Does anyone know of a T8 tube, which is very similar to the look that the T5 Plant Pro gives out?
The colour put out by the T5 Plant Pro is great IMO See Fec's 90cm journal for pics
From searching around a bit, it seems that the Original Tropical Lamp isn't favoured much. 
I'm thinking a Sylvania Grolux and some sort of daylight lamp might work. Or substitute the daylight for a 10,000K.
Any ideas?
I might just have to sell my T8 controllers and get a T5 one if there isn't an alternative T8 lamp.
Thanks.


----------



## JamesC (2 Jun 2010)

These are what I used to use - http://www.lampspecs.co.uk/Light-Bulbs-Tubes/Aquarium-10000K. Give quite a purple light very similar to the triplus/triton tubes.

HTH
James


----------



## wearsbunnyslippers (3 Jun 2010)

you could try led lighting...

http://www.practicalfishkeeping.co.uk/content.php?sid=2848&utm_source=PFK_newsletter&utm_medium=email&utm_campaign=May_25_2010


----------



## George Farmer (3 Jun 2010)

JamesC said:
			
		

> These are what I used to use - http://www.lampspecs.co.uk/Light-Bulbs-Tubes/Aquarium-10000K. Give quite a purple light very similar to the triplus/triton tubes.
> 
> HTH
> James


Agreed.  Hagen Power Glo is similar too, but more expensive.

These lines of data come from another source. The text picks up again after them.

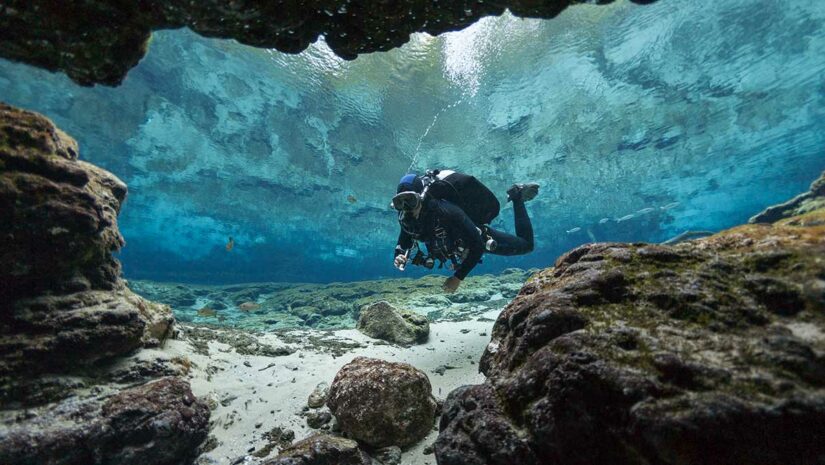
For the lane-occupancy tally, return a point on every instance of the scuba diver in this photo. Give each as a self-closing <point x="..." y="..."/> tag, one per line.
<point x="450" y="213"/>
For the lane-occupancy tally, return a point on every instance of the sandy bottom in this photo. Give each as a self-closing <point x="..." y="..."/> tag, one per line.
<point x="254" y="394"/>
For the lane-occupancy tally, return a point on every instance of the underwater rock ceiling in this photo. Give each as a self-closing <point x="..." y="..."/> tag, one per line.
<point x="639" y="122"/>
<point x="99" y="41"/>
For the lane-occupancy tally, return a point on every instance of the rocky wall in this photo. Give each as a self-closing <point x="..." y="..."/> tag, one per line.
<point x="709" y="351"/>
<point x="68" y="394"/>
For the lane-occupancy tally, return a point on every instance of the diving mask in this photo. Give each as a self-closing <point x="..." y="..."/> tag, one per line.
<point x="406" y="201"/>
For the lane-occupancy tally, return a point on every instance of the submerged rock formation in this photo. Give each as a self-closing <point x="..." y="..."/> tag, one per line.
<point x="67" y="317"/>
<point x="709" y="351"/>
<point x="382" y="403"/>
<point x="322" y="449"/>
<point x="383" y="321"/>
<point x="63" y="303"/>
<point x="98" y="42"/>
<point x="808" y="202"/>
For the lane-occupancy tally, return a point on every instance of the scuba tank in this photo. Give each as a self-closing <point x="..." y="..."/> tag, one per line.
<point x="476" y="200"/>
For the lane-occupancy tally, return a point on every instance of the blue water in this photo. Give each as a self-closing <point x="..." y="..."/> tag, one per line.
<point x="640" y="122"/>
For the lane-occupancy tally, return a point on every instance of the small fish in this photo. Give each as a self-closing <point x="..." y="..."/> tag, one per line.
<point x="207" y="311"/>
<point x="249" y="306"/>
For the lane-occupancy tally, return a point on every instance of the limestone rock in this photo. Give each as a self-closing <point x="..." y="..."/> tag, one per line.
<point x="383" y="321"/>
<point x="62" y="301"/>
<point x="322" y="449"/>
<point x="98" y="41"/>
<point x="318" y="396"/>
<point x="709" y="351"/>
<point x="382" y="403"/>
<point x="65" y="311"/>
<point x="159" y="423"/>
<point x="807" y="202"/>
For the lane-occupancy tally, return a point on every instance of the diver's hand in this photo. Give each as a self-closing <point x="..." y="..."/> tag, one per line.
<point x="451" y="284"/>
<point x="400" y="261"/>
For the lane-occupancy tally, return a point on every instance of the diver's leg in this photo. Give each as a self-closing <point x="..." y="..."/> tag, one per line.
<point x="524" y="228"/>
<point x="522" y="242"/>
<point x="507" y="244"/>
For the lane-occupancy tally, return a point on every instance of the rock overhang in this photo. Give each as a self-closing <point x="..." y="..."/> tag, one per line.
<point x="98" y="42"/>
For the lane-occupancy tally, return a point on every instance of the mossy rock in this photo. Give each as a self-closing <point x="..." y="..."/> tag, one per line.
<point x="383" y="321"/>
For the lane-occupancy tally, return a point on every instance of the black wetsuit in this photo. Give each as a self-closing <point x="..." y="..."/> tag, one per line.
<point x="443" y="227"/>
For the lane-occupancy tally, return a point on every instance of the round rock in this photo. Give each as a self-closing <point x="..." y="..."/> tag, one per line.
<point x="383" y="321"/>
<point x="382" y="403"/>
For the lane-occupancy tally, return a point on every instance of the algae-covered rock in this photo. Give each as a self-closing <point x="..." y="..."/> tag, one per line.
<point x="98" y="41"/>
<point x="63" y="303"/>
<point x="322" y="449"/>
<point x="68" y="321"/>
<point x="709" y="351"/>
<point x="160" y="423"/>
<point x="383" y="321"/>
<point x="804" y="203"/>
<point x="382" y="403"/>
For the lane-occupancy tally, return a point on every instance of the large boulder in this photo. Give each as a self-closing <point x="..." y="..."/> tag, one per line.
<point x="160" y="423"/>
<point x="62" y="300"/>
<point x="709" y="351"/>
<point x="322" y="449"/>
<point x="381" y="320"/>
<point x="382" y="403"/>
<point x="69" y="394"/>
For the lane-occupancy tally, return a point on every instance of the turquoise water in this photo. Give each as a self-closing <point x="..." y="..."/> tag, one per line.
<point x="640" y="122"/>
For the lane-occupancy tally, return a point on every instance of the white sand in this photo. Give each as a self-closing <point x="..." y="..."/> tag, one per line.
<point x="276" y="395"/>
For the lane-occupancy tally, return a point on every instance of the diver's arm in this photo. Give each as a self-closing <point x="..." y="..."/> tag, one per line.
<point x="470" y="236"/>
<point x="404" y="243"/>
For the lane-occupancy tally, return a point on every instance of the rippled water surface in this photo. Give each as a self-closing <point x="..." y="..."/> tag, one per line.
<point x="640" y="122"/>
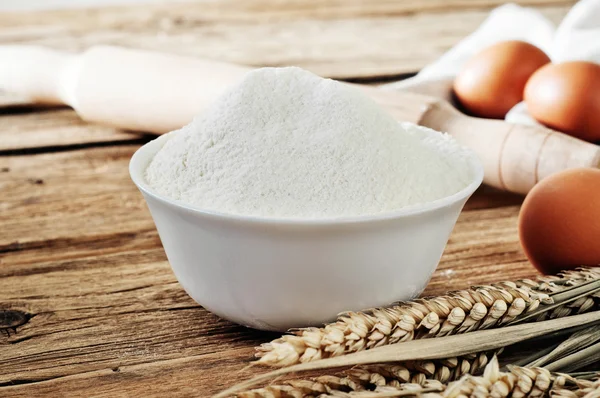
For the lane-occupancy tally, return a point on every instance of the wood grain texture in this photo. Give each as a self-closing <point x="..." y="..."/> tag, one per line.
<point x="96" y="310"/>
<point x="24" y="127"/>
<point x="80" y="254"/>
<point x="363" y="39"/>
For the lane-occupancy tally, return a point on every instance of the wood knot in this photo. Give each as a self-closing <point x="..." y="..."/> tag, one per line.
<point x="12" y="319"/>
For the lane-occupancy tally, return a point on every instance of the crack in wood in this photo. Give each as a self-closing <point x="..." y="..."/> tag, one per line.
<point x="10" y="320"/>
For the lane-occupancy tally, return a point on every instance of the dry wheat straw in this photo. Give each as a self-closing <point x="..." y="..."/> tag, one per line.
<point x="477" y="308"/>
<point x="516" y="382"/>
<point x="406" y="375"/>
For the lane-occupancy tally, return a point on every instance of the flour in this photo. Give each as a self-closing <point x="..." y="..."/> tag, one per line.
<point x="286" y="143"/>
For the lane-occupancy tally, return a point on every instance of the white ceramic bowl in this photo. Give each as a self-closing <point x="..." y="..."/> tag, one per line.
<point x="277" y="274"/>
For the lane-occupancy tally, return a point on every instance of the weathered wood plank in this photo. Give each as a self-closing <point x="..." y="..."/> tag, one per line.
<point x="334" y="38"/>
<point x="25" y="128"/>
<point x="82" y="256"/>
<point x="63" y="197"/>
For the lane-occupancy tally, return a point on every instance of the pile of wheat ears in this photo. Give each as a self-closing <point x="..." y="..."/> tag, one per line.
<point x="473" y="375"/>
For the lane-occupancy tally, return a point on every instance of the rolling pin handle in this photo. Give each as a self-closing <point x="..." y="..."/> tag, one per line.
<point x="39" y="74"/>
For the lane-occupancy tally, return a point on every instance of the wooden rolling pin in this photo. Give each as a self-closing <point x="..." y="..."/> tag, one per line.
<point x="156" y="92"/>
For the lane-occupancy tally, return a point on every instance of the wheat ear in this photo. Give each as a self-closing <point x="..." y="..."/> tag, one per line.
<point x="462" y="311"/>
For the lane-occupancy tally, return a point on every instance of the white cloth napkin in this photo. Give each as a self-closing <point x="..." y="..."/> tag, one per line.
<point x="576" y="38"/>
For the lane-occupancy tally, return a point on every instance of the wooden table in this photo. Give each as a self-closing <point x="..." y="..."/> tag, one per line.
<point x="88" y="303"/>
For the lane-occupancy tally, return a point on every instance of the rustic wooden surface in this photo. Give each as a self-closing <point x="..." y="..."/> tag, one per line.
<point x="88" y="303"/>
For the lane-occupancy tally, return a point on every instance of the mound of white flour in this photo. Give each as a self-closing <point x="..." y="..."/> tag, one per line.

Fred - be careful when reyling on photographs for colour rendition.  White balance settings in-camera will vary results considerably.

I also like the Arcadia Plant Pro rendition but find it too pink when used exclusively.  Nice results are acheived by balancing it out with a greener rendition i.e. 6500K.


----------



## Fred Dulley (3 Jun 2010)

Thanks for the links, James and wearsbunnyslippers.
Those LEDs look interesting. It says they can fit into T8 lamp holders. I wonder if that applies to the Juwel T8 lamp holders too....



			
				George Farmer said:
			
		

> Fred - be careful when reyling on photographs for colour rendition.  White balance settings in-camera will vary results considerably.



Ah, that's a very good point there George, thanks. I'll see if I can find an LFS with these Plant Pro lamps so I can view them in person.
Cheers again.


----------